Technology Joins Nations Together:By Eva Moy
The third and final plenary session of the Industry Summit focused on the role of technology in bringing both the developed and developing nations of the world together as one global society.
"The New World Divide: Is Technology the Gap or the Bridge?" featured Robert B. Palmer, president and chief executive officer of Digital Equipment Corp.; Boris G. Saltykov, minister for science, higher education, and technology policy of Russia; and Lester C. Thurow, professor of management and economics and former dean of the Sloan School of Management.
This panel was chaired by Fred Moavenzadeh, director for construction research and education and professor of civil engineering; and William Weld, governor of Massachusetts.
The panelists brought a wide range of national, social, and economic backgrounds, as well as experience in academia, government, and industry to the discussion.
"We are living in a global village. If we want to survive, we have to share values," create trust, and network on a micro-level, said Klaus Schwab, founder and president of the World Economic Forum, in a closing statement.
"In an age where information moves at the speed of light, you can't hide from anyone else in the world," Weld said. Cooperation provides a "positive sum gain," with greater wealth and economic parity for all countries, he added. "International is domestic."
Nations must share technology
Although technology is one factor which separates developed nations from developing nations, Thurow believes that it is neither a bridge nor a gap. The great divide is actually between those who have technological information and skills (or desire that knowledge) and those who do not, he said.
Thurow also believes that socialism hinders technological advancement. Third world countries must realize that participation in global trade is beneficial, both economically and technologically, he said.
Saltykov agreed that although Russia is technologically advanced in many areas, it cannot compete well on a global scale. Protected by the state umbrella of communism for over half a century, there was no need for marketing or financial infrastructures. Now, with a lack of administration and a centralized system, Russia "does not have enough resources for a normal level, normal speed, of improvement," Saltykov said.
Communist China, however, has been able to advance rapidly in recent years because of better management and better incentives to workers, such as property rights, Thurow said. This is partially because a large proportion of managers come from Taiwan, Hong Kong, and Singapore, as well as overseas, he continued.
Another factor is that in Asian cultures, "Their average illiterate peasant is willing to make great sacrifices to make sure they have literate children," Thurow said.
On the other hand, American capitalism has been shortsighted, Thurow said.

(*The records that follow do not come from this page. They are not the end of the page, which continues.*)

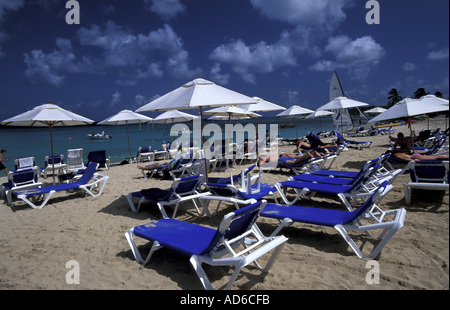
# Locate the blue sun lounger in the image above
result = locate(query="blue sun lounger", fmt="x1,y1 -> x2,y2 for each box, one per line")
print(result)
125,200 -> 288,290
275,164 -> 391,211
309,154 -> 392,179
261,181 -> 406,259
126,174 -> 206,218
13,162 -> 109,209
335,131 -> 373,149
292,154 -> 395,185
403,160 -> 449,205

But, society as a whole benefits when all of its members contribute to long-term investment. There is a long-term benefit, for example, when someone pays for a child's education for 16 years without immediate return.
Regardless of political characterization, however, Thurow urged nations to adopt an "export-led, open market economy."

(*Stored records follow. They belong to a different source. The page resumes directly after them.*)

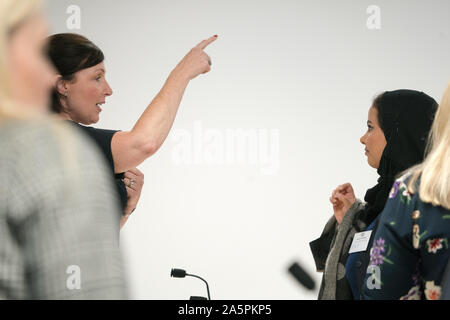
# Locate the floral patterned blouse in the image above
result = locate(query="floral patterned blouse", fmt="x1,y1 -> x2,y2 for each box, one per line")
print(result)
361,172 -> 450,300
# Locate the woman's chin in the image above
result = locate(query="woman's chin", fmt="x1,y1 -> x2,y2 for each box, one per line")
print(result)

"Electrons do not recognize national bounds," Palmer said.
Academia, government, industry
A common theme voiced by the panelists was that a coalition between academia, government, and industry must be established in order to successfully develop and share technology on a global scale.
Palmer described the "rapid and unrelenting rate of technological progress" in information technology, as experienced by Digital. In the last 20 years, the computer power to price ratio has doubled every 18 months, telecommunication has been driven by advances in silicon and fiber optic technology, and microprocessors and storage units have increased in capacity.
With two million computers and 10 million users connected by the Internet over 70 countries representing every continent, communication is now faster than ever, Palmer said.
The implications of these new technologies are complex and far-reaching for those who choose to participate, but the risks are also high, Palmer added.
The panelists outlined a number of roles government should take. To minimize these risks, the government should play a role in establishing standards, providing security, and protecting intellectual property rights, Saltykov said.
Weld said The government should ensure that the laws and tax codes promote future, long-range activities. Thurow suggested creating a world science foundation to promote international cooperation in research.
The private sector may be more willing to take risks if the government defines the rules, Saltykov said.
In terms of academic institutions, Thurow asked, "Are we willing to use our institutions to look forward?" MIT is pumping out technology very quickly, partially through foreign graduate students, but it is also siphoning back technology as quickly as possible, he said.
On a more basic level, Thurow warned that in the future people will need to be mathematically competent, as well as literate, in order to survive. "Even when you have a good 12 years of education, it isn't good enough," he said.
Given that almost one-third of all Americans earned college degrees and one-third do not graduate from high school, it will be up to the politicians to bring these groups together, Thurow said.